「縁の下の力持ち」が活躍した

そんなミギーが打ったからこそ、あの一発はチームの起爆剤になった。しかも相手は苦手な右投手。「まだ終わっていない」と、ミギーが行動で示した渾身のメッセージだった。

後になって分かったことだが、第6戦のファインプレー後にキケの祝福のハグで以前からの左脇腹の痛みが悪化。第7戦では痛み止めを打ちながら出場し、あの同点弾を打った際も脇腹に激痛が走っていたという。

今年のドジャースのポストシーズンは、そんな「縁の下の力持ち」たちが刻む伝説的な瞬間の連続だった。ブルペンが次々と崩れるなか、ポストシーズン前半で佐々木がクローザーとして躍動したことはチームに希望を与えた。

クレイトン・カーショウを有終の美で送り出したいという思いもチームを一つにし、延長18回まで続いた第3戦でカーショウが12回に救援登板し抑えた姿は、多くの人の胸を打った。

優勝決定戦でアンディ・パヘスがキケに「ダンク」してまでつかんだフライキャッチも、これから何年も語り継がれるだろう。

11月3日、優勝パレード後のフィールド。少し酔ったアンソニー・バンダは、「みんなで『51』を着けて戦えたことを誇りに思う」と、WS直前にチームを離脱したアレックス・ベシアを思い胸に手を当てた。

ベシアは生まれたばかりの待望の第1子が亡くなってしまっていたことを11月7日に公表したが、舞台が大きくなるほど集中し、きっちり結果を残した彼の存在があってこその2連覇だ。

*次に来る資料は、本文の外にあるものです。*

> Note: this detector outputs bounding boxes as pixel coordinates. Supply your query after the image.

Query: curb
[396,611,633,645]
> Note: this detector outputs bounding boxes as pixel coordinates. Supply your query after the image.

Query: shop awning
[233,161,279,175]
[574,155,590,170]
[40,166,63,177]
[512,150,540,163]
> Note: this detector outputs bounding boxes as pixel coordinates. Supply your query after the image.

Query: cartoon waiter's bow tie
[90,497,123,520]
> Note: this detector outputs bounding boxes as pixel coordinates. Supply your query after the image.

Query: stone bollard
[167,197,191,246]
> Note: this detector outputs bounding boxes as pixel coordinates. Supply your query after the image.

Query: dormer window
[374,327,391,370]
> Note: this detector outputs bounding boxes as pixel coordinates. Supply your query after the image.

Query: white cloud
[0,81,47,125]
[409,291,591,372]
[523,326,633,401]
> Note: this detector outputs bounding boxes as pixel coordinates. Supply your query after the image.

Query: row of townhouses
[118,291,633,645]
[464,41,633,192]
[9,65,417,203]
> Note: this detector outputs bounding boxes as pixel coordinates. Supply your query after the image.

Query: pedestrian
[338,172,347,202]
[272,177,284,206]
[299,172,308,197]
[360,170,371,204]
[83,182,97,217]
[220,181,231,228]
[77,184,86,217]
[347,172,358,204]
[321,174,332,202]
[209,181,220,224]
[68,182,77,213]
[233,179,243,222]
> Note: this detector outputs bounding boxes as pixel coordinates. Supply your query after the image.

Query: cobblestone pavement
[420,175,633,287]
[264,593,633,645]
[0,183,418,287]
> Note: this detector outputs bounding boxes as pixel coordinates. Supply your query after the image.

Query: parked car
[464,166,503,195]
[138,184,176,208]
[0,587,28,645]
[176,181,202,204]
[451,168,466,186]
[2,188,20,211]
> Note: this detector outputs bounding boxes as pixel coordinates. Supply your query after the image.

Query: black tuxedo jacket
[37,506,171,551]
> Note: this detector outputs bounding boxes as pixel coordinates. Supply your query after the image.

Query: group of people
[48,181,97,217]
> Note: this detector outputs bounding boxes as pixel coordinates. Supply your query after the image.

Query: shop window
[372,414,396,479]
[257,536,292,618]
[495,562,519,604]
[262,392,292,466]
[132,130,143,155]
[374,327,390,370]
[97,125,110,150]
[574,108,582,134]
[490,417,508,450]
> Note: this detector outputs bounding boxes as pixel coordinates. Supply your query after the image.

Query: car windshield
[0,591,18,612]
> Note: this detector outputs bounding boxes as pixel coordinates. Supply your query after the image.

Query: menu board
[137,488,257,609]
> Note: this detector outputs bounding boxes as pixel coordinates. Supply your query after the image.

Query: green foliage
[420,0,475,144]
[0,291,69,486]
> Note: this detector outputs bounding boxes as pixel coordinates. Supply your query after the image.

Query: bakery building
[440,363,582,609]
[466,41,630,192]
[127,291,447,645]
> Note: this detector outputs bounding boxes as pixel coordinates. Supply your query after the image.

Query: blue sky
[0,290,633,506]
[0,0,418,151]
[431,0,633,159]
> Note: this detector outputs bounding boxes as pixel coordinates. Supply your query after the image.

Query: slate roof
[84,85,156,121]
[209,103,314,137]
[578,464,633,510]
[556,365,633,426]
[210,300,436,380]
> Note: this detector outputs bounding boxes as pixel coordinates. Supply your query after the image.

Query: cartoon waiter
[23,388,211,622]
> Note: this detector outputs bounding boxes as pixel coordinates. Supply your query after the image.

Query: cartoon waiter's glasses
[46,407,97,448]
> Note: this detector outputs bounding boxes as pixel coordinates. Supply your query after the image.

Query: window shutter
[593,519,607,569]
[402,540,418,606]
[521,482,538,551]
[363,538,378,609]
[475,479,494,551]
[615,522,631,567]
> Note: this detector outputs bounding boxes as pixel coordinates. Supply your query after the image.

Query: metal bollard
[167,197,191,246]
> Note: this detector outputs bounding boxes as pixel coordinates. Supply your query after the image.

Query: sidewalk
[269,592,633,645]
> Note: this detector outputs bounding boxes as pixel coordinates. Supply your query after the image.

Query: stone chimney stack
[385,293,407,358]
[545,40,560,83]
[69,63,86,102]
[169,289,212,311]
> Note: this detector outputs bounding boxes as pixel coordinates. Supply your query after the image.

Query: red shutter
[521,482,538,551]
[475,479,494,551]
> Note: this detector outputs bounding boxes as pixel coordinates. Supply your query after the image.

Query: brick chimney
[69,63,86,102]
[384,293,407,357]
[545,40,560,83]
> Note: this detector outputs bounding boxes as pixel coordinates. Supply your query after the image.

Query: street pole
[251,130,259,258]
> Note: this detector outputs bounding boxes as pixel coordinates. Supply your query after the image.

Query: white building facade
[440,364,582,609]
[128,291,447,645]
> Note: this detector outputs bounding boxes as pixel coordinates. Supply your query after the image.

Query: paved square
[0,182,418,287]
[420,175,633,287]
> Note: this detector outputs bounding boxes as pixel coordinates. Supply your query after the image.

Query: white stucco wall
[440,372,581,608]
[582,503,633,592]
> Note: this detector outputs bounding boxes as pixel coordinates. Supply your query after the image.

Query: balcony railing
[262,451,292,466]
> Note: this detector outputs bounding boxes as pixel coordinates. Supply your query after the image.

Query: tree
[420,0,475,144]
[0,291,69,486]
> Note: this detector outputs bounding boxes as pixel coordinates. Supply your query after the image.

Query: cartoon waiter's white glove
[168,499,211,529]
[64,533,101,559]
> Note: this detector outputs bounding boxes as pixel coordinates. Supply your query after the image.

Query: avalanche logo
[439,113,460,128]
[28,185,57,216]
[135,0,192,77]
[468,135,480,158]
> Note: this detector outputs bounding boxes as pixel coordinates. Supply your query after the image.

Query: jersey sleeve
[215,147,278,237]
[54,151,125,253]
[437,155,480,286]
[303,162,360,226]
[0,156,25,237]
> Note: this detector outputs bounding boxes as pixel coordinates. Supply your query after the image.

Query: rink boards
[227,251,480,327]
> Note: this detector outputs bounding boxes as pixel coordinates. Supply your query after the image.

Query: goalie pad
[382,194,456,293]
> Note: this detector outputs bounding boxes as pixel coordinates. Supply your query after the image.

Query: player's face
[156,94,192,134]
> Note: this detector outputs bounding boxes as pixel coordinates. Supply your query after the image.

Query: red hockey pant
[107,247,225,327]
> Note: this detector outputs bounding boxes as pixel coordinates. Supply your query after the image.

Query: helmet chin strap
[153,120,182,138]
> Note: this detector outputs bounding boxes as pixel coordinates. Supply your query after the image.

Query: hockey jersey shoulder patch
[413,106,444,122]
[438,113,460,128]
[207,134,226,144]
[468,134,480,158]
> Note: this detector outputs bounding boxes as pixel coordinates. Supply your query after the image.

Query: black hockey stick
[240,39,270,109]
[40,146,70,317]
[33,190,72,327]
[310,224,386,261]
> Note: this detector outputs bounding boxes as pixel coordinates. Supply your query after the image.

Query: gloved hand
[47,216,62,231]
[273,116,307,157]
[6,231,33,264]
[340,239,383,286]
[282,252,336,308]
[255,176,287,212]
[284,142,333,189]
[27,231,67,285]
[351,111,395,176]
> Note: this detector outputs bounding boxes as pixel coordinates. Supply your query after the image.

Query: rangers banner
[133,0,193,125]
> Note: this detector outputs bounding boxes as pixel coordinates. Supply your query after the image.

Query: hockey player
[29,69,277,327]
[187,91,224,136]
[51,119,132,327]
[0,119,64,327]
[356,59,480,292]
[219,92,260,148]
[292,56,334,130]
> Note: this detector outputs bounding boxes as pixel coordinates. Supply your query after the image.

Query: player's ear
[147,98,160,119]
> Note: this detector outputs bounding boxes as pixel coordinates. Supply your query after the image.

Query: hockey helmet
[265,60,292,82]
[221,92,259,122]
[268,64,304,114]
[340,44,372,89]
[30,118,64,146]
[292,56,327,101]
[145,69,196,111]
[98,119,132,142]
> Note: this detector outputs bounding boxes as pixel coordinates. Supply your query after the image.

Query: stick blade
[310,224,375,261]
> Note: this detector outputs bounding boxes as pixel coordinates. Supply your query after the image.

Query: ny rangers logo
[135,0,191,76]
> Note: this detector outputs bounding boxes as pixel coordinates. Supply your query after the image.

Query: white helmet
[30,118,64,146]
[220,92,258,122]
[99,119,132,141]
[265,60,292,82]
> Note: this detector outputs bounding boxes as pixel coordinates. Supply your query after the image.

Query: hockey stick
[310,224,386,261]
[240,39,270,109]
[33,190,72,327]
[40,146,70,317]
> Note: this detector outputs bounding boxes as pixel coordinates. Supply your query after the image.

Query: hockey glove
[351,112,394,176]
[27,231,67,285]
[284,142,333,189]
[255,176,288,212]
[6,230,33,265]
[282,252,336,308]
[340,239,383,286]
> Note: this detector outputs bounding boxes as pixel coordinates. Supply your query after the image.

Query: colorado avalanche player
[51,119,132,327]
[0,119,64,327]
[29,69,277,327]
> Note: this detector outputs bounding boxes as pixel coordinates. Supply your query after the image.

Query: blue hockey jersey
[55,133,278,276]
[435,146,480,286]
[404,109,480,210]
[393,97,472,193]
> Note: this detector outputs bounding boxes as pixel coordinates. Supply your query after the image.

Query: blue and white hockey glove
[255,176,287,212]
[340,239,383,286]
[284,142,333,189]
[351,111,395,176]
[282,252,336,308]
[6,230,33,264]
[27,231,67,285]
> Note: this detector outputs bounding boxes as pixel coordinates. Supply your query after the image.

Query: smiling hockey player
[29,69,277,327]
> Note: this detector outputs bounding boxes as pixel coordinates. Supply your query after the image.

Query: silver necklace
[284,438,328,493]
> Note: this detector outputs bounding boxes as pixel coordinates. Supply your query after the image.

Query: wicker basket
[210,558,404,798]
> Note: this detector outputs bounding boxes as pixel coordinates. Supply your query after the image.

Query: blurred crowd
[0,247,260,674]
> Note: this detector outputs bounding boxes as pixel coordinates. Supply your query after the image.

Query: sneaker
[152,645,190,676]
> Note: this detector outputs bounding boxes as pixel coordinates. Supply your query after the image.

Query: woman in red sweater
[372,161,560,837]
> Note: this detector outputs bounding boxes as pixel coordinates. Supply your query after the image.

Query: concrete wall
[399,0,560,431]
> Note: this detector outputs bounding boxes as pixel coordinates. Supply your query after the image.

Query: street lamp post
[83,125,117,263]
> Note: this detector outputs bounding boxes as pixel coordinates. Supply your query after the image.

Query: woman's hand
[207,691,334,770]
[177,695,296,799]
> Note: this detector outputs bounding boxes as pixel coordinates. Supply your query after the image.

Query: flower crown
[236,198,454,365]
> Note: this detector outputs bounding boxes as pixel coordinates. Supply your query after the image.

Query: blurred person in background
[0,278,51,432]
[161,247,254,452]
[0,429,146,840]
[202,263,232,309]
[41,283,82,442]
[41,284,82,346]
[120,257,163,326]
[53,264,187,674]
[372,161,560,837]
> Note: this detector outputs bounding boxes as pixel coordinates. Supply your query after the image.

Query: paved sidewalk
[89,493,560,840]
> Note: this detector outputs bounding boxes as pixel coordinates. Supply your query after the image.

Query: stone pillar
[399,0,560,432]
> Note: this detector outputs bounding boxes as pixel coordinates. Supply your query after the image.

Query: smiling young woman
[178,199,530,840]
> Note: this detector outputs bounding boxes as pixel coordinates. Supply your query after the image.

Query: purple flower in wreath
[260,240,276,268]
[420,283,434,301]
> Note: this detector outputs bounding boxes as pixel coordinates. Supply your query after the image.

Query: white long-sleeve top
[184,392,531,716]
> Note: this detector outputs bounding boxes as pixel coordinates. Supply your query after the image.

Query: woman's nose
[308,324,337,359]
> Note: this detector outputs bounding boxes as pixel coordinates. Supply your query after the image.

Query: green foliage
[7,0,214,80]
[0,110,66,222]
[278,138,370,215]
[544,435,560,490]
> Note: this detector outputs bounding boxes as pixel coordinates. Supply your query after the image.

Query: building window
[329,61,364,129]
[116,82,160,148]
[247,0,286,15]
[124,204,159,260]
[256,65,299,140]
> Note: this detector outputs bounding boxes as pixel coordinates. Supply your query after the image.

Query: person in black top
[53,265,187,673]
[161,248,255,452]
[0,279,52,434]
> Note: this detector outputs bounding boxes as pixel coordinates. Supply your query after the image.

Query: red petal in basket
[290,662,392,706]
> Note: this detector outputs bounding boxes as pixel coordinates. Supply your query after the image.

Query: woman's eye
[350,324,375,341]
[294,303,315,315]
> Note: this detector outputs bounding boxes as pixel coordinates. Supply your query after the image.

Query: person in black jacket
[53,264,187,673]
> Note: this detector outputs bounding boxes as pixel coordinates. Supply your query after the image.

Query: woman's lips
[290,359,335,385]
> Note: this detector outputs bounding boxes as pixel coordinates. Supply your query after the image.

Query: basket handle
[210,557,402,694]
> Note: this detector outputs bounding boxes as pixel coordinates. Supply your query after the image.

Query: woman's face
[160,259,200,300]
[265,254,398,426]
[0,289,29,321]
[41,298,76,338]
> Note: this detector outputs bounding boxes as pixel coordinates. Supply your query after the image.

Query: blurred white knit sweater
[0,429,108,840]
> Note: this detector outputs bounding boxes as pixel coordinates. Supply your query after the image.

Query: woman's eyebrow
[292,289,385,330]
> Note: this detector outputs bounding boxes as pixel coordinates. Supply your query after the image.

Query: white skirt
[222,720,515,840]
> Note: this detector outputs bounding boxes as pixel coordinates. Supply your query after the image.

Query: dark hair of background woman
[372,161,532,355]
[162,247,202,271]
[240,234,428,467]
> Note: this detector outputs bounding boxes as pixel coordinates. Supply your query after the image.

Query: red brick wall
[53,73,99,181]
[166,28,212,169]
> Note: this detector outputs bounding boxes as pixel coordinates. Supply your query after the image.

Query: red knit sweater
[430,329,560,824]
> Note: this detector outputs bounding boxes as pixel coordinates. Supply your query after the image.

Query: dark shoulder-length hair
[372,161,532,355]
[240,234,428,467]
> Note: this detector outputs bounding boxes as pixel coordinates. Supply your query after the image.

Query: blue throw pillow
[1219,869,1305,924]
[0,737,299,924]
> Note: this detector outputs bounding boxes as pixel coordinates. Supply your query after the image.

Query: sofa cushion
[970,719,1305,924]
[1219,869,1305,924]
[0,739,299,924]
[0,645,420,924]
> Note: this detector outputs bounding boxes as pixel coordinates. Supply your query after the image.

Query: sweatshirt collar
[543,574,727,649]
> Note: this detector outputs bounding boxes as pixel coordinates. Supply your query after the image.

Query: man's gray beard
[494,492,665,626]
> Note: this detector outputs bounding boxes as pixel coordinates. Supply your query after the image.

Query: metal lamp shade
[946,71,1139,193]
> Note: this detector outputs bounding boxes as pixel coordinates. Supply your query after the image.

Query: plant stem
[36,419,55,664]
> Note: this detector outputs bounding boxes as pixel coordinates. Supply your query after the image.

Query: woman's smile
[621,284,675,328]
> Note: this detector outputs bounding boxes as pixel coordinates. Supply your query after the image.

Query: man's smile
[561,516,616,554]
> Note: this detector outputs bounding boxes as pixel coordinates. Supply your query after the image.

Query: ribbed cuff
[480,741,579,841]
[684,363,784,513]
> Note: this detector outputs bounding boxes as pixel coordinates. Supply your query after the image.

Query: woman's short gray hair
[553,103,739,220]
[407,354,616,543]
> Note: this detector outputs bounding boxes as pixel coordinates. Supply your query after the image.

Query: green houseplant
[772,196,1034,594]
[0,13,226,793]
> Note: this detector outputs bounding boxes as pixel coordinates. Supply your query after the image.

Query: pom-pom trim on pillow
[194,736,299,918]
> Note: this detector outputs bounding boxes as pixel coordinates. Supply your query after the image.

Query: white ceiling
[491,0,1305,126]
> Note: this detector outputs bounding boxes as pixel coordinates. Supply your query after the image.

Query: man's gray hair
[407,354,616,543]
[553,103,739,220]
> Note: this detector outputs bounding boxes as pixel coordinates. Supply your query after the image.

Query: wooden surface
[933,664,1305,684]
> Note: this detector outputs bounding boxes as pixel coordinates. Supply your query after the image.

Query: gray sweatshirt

いつもなら、最有力候補が優勝する展開にはどこか抵抗を覚えるが、今回ドジャースが改めて教えてくれたのは、どれだけスターがそろっても「野球は本当に難しい」ということ。

彼らの真の強さは、潤沢な資金力でも、スター選手の名簿でもない。最後の最後まで戦い抜く集中力と精神力、そして互いを信じ合い、支え合う力にほかならない。

トロントで迎えたその日はスマートフォンが「体感温度0度」を示す寒さだったが、スタジアム内はカナダの誇り全開の熱気に包まれていた。カナダ国歌を大熱唱し、試合中もずっと席に座らず立ったまま。